What do the data show? They show success for public universities, exactly as universities have insisted for years. When including part-time students and transfer students, 67 percent of all undergraduate students enrolled at Michigan’s public universities graduate with an award in six years. This represents a full two-thirds of students, much better than what the feds have calculated through IPEDS. Is that perfect? No. Universities must and will continue to improve graduation rates by investing in student success. But it’s a great start, considering students are not mandated by law to attend college. Many of those remaining students are working their way through their degree programs, working full time, raising families, and taking classes when they can.
There were a few hiccups in the creation of this report. Because of the schedule of when some universities reported data, the timeline for reporting had to be changed so all 15 public universities will have a full report available next year. We don’t yet have data broken down by subpopulations, many of which include the students who more frequently attend part-time and transfer. But CEPI has pledged to continue working with institutions to strengthen this project, and Michigan’s state universities will continue that partnership.

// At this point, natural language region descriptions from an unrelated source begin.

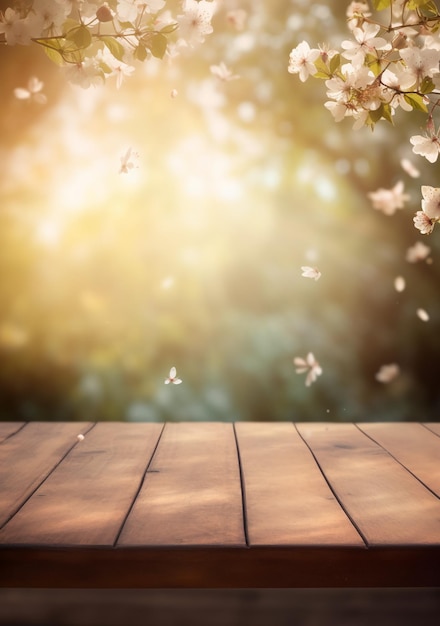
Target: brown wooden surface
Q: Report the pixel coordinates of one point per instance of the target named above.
(28, 457)
(219, 505)
(192, 493)
(9, 428)
(288, 501)
(387, 504)
(405, 441)
(433, 427)
(85, 499)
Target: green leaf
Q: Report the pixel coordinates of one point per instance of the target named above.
(126, 25)
(376, 115)
(322, 69)
(387, 113)
(429, 9)
(140, 53)
(323, 75)
(115, 47)
(416, 4)
(380, 5)
(70, 24)
(105, 68)
(374, 64)
(54, 55)
(158, 45)
(416, 101)
(169, 28)
(80, 36)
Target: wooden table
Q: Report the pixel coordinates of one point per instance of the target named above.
(219, 505)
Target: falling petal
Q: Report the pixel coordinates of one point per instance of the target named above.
(310, 272)
(399, 283)
(423, 315)
(387, 373)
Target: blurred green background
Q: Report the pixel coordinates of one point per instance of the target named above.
(193, 259)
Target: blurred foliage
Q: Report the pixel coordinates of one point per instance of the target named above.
(193, 259)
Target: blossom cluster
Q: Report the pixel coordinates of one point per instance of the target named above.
(94, 40)
(384, 66)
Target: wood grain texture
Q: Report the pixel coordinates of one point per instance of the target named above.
(193, 567)
(417, 448)
(288, 501)
(27, 458)
(86, 498)
(192, 491)
(388, 505)
(9, 428)
(433, 427)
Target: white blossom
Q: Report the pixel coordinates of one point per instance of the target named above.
(195, 23)
(18, 30)
(310, 272)
(389, 200)
(409, 168)
(418, 252)
(222, 72)
(309, 365)
(302, 61)
(172, 378)
(365, 43)
(237, 18)
(85, 73)
(421, 63)
(423, 315)
(387, 373)
(431, 201)
(423, 223)
(427, 146)
(128, 161)
(399, 284)
(32, 91)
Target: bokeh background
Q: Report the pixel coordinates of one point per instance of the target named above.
(192, 259)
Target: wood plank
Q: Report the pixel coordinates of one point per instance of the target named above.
(85, 500)
(288, 501)
(417, 448)
(387, 504)
(28, 458)
(9, 428)
(227, 567)
(433, 426)
(192, 491)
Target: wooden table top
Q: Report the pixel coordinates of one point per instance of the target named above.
(219, 504)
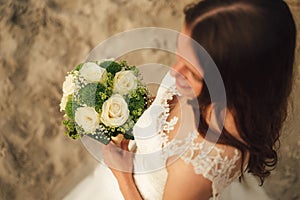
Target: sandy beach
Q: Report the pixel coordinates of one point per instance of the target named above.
(40, 41)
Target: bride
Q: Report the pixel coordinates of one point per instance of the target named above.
(181, 149)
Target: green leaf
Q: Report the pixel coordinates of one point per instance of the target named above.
(105, 64)
(113, 68)
(100, 137)
(71, 107)
(78, 67)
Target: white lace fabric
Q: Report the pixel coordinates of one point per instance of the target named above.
(218, 163)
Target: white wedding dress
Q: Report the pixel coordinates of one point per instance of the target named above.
(216, 165)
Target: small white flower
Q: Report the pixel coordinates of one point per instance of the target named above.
(87, 118)
(114, 111)
(69, 85)
(124, 81)
(63, 103)
(104, 60)
(91, 71)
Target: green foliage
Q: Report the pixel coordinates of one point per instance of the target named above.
(113, 68)
(71, 107)
(78, 67)
(87, 94)
(105, 64)
(95, 94)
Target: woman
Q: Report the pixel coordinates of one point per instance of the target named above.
(252, 43)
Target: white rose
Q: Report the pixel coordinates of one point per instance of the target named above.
(124, 81)
(63, 103)
(91, 71)
(114, 111)
(68, 85)
(87, 118)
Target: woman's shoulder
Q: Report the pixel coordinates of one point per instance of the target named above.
(204, 161)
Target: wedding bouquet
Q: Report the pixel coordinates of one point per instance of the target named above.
(102, 99)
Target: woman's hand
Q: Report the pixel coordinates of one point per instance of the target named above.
(120, 161)
(118, 158)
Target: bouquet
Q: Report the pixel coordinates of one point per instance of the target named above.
(102, 99)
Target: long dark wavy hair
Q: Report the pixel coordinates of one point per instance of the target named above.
(252, 43)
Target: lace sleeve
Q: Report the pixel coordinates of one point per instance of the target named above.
(221, 165)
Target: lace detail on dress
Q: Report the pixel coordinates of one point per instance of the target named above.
(207, 160)
(165, 126)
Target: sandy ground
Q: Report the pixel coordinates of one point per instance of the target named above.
(39, 42)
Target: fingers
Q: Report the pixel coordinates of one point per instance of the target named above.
(124, 144)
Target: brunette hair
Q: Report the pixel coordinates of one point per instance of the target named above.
(252, 43)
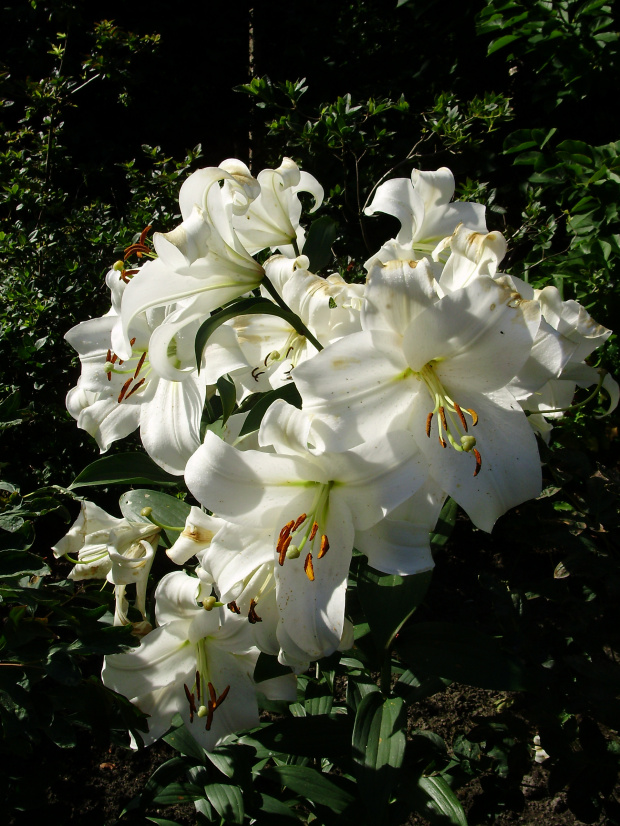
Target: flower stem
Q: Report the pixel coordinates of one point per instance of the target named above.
(385, 679)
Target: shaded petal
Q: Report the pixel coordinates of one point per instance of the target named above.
(312, 613)
(170, 422)
(480, 336)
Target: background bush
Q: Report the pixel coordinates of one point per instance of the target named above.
(104, 114)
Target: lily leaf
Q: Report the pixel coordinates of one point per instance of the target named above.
(123, 469)
(246, 306)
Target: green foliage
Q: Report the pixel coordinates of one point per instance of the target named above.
(569, 47)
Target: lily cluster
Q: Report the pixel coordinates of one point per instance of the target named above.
(434, 378)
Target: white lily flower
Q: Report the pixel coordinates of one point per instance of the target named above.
(202, 259)
(198, 663)
(578, 335)
(272, 220)
(269, 347)
(472, 254)
(114, 549)
(199, 530)
(444, 365)
(422, 205)
(114, 396)
(400, 542)
(312, 504)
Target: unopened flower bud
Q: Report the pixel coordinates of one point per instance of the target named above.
(468, 443)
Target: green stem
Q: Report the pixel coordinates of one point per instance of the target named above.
(297, 323)
(385, 679)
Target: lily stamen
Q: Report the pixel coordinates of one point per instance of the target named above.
(451, 421)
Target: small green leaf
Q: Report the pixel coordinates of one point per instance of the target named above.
(318, 245)
(175, 793)
(496, 45)
(181, 740)
(123, 468)
(245, 306)
(378, 750)
(443, 799)
(272, 806)
(20, 563)
(228, 396)
(445, 524)
(288, 392)
(312, 785)
(305, 736)
(227, 800)
(389, 600)
(167, 510)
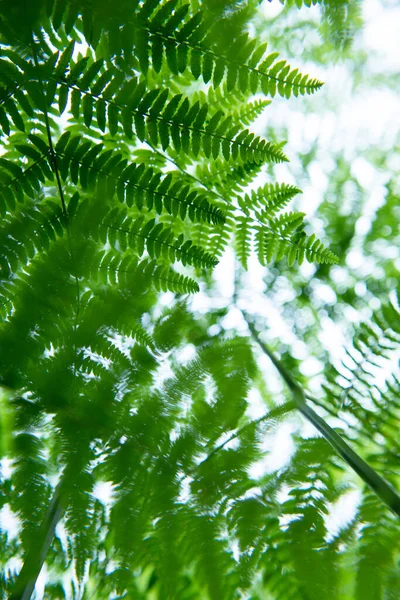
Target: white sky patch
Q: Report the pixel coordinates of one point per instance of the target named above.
(341, 513)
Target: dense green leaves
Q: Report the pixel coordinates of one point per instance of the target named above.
(126, 173)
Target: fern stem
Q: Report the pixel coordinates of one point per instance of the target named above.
(53, 157)
(378, 484)
(274, 413)
(36, 554)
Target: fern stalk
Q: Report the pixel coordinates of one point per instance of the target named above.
(376, 482)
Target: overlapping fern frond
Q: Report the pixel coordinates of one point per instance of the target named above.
(116, 182)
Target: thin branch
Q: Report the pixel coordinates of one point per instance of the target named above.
(274, 413)
(378, 484)
(35, 557)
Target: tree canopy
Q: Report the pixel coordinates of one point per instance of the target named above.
(176, 420)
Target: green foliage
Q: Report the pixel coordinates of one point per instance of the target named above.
(128, 166)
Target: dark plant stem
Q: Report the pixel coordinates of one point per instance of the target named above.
(380, 486)
(36, 554)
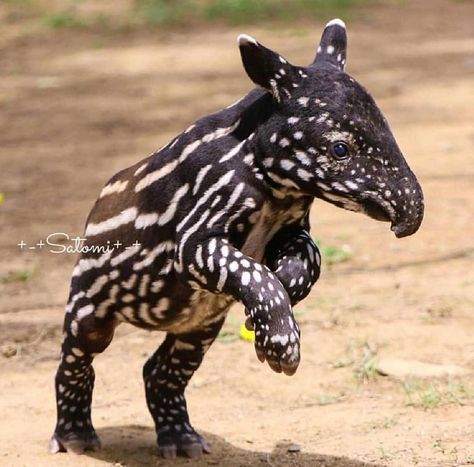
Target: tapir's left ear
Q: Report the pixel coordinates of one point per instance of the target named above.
(333, 45)
(267, 68)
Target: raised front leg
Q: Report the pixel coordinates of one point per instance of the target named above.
(295, 259)
(166, 374)
(217, 266)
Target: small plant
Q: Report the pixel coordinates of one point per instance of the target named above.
(366, 370)
(63, 20)
(17, 276)
(429, 395)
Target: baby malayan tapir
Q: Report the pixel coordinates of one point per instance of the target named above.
(219, 215)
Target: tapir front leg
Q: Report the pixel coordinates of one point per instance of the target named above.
(295, 259)
(219, 267)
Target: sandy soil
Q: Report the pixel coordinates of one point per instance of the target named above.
(78, 106)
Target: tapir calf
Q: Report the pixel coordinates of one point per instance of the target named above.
(219, 215)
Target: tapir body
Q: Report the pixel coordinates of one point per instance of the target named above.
(219, 215)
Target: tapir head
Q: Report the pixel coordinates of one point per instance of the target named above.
(327, 137)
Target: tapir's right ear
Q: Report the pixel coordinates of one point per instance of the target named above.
(267, 68)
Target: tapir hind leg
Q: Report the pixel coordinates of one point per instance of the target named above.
(84, 337)
(166, 374)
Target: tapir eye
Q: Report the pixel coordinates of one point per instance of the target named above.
(340, 150)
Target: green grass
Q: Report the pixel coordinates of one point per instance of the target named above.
(169, 12)
(63, 20)
(430, 395)
(16, 276)
(67, 15)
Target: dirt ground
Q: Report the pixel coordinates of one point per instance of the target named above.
(78, 106)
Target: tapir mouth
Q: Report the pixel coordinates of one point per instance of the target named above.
(382, 210)
(378, 210)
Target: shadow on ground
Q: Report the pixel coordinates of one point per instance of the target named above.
(134, 446)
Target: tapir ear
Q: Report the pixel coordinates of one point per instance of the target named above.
(267, 68)
(333, 45)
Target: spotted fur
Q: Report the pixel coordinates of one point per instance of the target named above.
(220, 215)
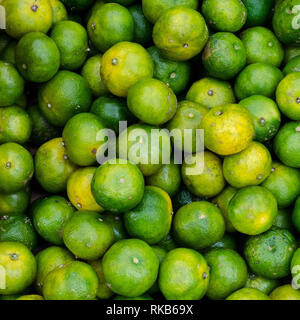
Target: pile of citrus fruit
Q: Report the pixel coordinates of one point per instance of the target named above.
(75, 228)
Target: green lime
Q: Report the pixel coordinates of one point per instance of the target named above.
(198, 225)
(285, 292)
(284, 183)
(109, 24)
(11, 84)
(16, 167)
(211, 93)
(286, 21)
(202, 174)
(118, 186)
(49, 259)
(147, 146)
(248, 294)
(249, 167)
(91, 72)
(265, 114)
(16, 125)
(168, 178)
(87, 235)
(180, 33)
(142, 27)
(151, 219)
(37, 57)
(49, 217)
(153, 9)
(52, 166)
(79, 189)
(226, 15)
(18, 227)
(65, 95)
(269, 254)
(262, 284)
(175, 74)
(224, 55)
(81, 136)
(257, 79)
(227, 279)
(30, 16)
(187, 117)
(42, 130)
(258, 12)
(14, 202)
(252, 210)
(152, 101)
(228, 129)
(288, 96)
(60, 283)
(287, 144)
(111, 110)
(18, 267)
(130, 267)
(222, 201)
(104, 291)
(187, 267)
(123, 65)
(262, 46)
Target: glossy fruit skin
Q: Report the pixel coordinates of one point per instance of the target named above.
(91, 72)
(52, 166)
(251, 82)
(228, 15)
(16, 167)
(37, 18)
(288, 96)
(37, 57)
(12, 84)
(248, 294)
(130, 266)
(20, 266)
(262, 46)
(188, 40)
(175, 74)
(285, 21)
(266, 116)
(252, 210)
(208, 182)
(190, 268)
(231, 277)
(275, 263)
(87, 235)
(81, 137)
(287, 144)
(249, 167)
(198, 225)
(211, 92)
(65, 95)
(224, 55)
(50, 216)
(284, 183)
(151, 101)
(118, 187)
(49, 259)
(58, 283)
(16, 125)
(117, 63)
(19, 228)
(109, 24)
(153, 9)
(151, 219)
(231, 123)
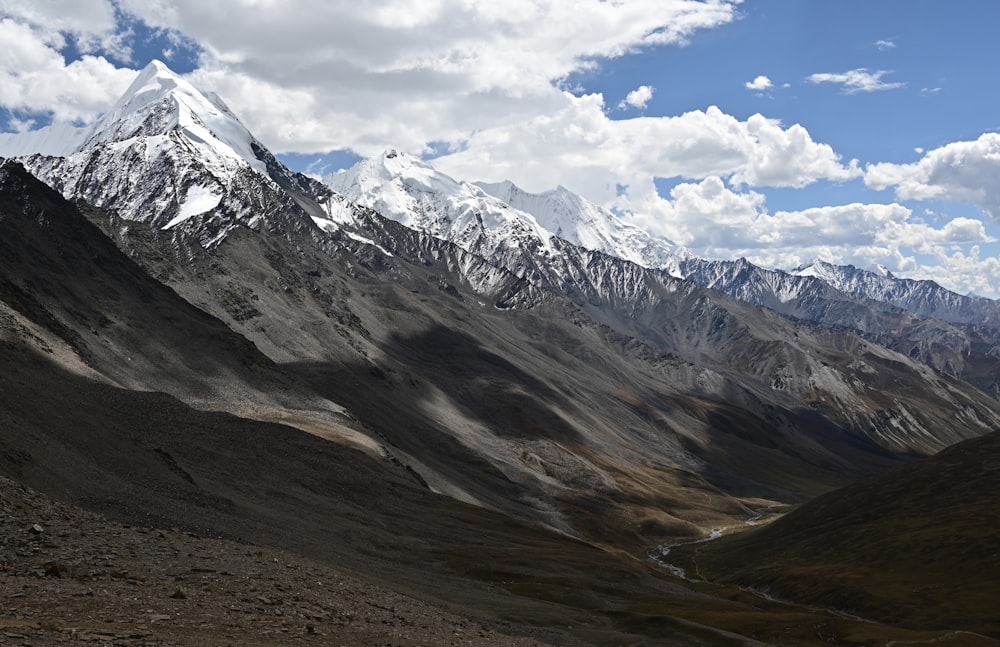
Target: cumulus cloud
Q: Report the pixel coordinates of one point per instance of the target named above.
(596, 153)
(35, 79)
(713, 221)
(407, 73)
(760, 84)
(960, 171)
(855, 81)
(638, 98)
(964, 272)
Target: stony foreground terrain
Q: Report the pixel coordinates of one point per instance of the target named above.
(69, 576)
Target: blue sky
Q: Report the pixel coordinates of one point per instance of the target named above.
(780, 130)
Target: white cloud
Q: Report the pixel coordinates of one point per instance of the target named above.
(579, 146)
(759, 84)
(859, 80)
(407, 73)
(960, 171)
(964, 273)
(638, 98)
(35, 78)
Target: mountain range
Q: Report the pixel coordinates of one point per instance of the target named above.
(472, 357)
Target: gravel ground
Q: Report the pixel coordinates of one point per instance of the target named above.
(69, 576)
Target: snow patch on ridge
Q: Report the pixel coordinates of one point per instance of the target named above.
(199, 200)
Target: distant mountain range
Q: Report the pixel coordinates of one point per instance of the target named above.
(533, 356)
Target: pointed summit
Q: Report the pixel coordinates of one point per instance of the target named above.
(160, 101)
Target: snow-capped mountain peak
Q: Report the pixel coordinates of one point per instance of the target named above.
(168, 154)
(590, 226)
(412, 192)
(160, 101)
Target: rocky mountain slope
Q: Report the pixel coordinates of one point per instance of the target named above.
(431, 363)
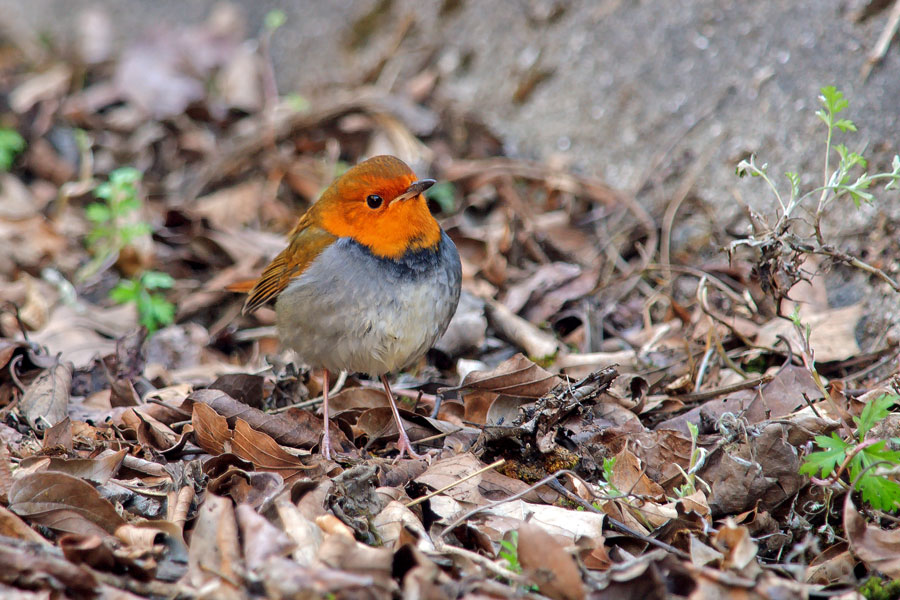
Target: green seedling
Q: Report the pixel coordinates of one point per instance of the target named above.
(154, 311)
(862, 459)
(698, 457)
(848, 179)
(113, 219)
(509, 551)
(11, 145)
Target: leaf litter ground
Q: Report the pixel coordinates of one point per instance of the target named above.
(599, 422)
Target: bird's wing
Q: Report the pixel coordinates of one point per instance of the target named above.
(307, 242)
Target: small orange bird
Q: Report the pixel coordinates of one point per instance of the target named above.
(368, 282)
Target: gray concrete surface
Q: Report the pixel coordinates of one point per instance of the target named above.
(636, 91)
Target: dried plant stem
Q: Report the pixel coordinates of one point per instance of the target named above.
(421, 499)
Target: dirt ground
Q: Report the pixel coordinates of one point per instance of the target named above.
(619, 408)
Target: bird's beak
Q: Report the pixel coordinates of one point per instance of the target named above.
(415, 189)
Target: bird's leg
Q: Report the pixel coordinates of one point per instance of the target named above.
(326, 439)
(403, 444)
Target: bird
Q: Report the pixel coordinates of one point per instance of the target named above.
(368, 282)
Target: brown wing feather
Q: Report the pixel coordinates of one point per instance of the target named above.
(307, 242)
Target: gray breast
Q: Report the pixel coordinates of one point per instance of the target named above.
(353, 311)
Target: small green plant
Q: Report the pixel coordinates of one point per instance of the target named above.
(118, 197)
(698, 457)
(782, 245)
(153, 309)
(860, 458)
(606, 481)
(114, 220)
(275, 19)
(11, 145)
(444, 194)
(509, 551)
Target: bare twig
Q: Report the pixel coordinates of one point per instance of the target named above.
(455, 483)
(884, 42)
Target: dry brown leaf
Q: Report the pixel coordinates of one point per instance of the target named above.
(288, 429)
(12, 526)
(234, 207)
(97, 470)
(546, 562)
(210, 429)
(59, 436)
(516, 376)
(393, 523)
(478, 490)
(214, 555)
(265, 453)
(736, 544)
(63, 503)
(878, 548)
(46, 400)
(260, 539)
(21, 562)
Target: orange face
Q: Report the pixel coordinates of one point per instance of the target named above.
(379, 204)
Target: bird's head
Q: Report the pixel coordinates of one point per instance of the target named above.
(379, 203)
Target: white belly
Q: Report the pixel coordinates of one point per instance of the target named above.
(355, 312)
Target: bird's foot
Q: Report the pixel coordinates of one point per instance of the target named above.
(405, 447)
(325, 446)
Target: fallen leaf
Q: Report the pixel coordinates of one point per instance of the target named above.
(97, 470)
(878, 548)
(546, 562)
(516, 376)
(260, 539)
(46, 400)
(63, 503)
(265, 453)
(214, 556)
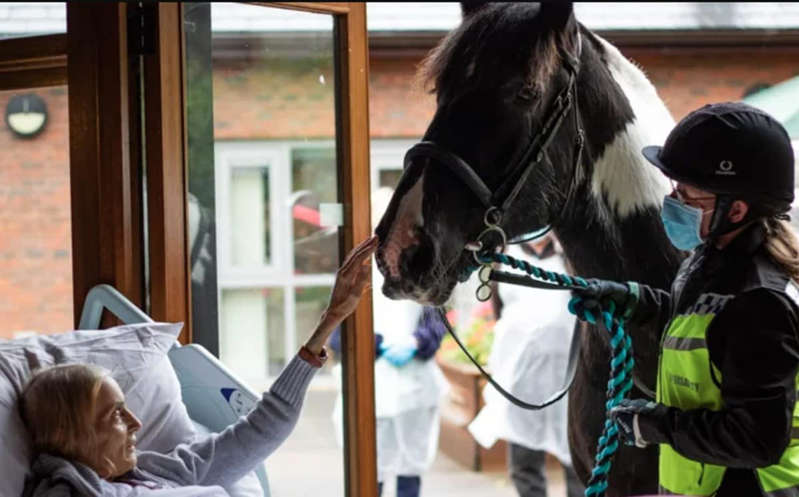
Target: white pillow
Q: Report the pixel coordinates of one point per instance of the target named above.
(135, 354)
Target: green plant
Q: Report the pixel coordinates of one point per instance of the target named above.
(477, 337)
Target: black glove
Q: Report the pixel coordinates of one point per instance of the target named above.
(638, 421)
(598, 295)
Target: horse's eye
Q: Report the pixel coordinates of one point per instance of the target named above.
(527, 93)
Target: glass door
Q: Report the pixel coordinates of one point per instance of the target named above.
(267, 176)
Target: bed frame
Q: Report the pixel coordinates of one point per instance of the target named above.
(213, 396)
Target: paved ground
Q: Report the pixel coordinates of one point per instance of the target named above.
(310, 464)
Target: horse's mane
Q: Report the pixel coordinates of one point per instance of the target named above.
(497, 39)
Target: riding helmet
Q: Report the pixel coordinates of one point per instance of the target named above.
(730, 149)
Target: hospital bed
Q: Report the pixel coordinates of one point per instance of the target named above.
(213, 396)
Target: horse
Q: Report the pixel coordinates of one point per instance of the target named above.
(501, 125)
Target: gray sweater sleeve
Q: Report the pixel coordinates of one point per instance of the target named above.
(223, 458)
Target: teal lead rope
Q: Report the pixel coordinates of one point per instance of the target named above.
(621, 362)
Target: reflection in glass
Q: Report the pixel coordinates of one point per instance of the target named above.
(35, 219)
(261, 116)
(249, 216)
(314, 182)
(21, 19)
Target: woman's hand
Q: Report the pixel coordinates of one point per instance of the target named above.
(352, 280)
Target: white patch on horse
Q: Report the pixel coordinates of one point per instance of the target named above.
(621, 174)
(403, 230)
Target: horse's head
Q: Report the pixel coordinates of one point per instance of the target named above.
(497, 78)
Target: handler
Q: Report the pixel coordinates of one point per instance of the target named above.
(725, 416)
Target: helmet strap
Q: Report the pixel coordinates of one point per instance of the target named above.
(720, 223)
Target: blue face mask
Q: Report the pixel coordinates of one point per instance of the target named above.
(682, 223)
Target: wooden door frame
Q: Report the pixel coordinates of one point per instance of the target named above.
(106, 213)
(167, 185)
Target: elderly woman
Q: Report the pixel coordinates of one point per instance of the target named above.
(85, 436)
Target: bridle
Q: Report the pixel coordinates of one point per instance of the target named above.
(499, 201)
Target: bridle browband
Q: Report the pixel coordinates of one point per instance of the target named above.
(499, 201)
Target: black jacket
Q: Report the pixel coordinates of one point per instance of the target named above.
(753, 343)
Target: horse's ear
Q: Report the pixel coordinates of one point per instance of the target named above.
(556, 14)
(469, 8)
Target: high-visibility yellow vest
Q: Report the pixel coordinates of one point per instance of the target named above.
(684, 380)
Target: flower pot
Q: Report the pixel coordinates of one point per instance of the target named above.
(464, 401)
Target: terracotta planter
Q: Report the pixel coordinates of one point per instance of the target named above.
(464, 401)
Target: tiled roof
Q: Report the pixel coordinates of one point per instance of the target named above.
(29, 18)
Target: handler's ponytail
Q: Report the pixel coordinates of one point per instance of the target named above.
(783, 246)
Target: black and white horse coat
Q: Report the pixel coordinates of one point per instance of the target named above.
(490, 99)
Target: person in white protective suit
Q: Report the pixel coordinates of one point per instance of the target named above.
(528, 358)
(409, 386)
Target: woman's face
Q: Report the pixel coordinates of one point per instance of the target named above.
(115, 427)
(701, 199)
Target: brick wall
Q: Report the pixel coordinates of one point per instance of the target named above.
(279, 101)
(35, 239)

So what’s next for this effort? It would be ideal to have national comparisons for these data so Michigan universities could benchmark against their national peers. A more cynical way of making the same point is to observe that everybody knows IPEDS is terrible, but little has been done to fix it. Unfortunately, the Department of Education is forbidden by law from creating a national student unit record system. So while it was good enough for Congress to mandate that all the states create such a system, apparently “privacy concerns” at the national level outweighed the policy benefits. And by “privacy concerns,” I mean intense lobbying efforts by private colleges, who don’t want to be measured for a host of reasons. Some of those reasons are simply philosophical, some are because of cost and time, and some are because of quality issues, all depending on the institution. Strangely, all but a handful of private colleges have no philosophical or logistical problems with existing IPEDS reporting as long as it means they get their federal financial aid dollars. I credit our Michigan private institutions though, as unlike their national peers, a number of them have voluntarily opted to participate in CEPI’s data collection, seeing the utility of better student data.
Anyway, if Congress can barely decide if the government should be operating or not, it will be a herculean effort to repeal the student record system ban. In the meantime, there are some efforts through various higher education reform groups to voluntary align state data with these more inclusive practices. Much like the adoption of the Common Education Data Standards or the Common Core State Standards, a voluntary coalition of the states will be the practical response to congressional recalcitrance.
I encourage you to go to MI School Data and examine the results yourself. Michigan’ public universities are excelling, and thanks to the efforts of many people at CEPI, state data confirms what we’ve known for years.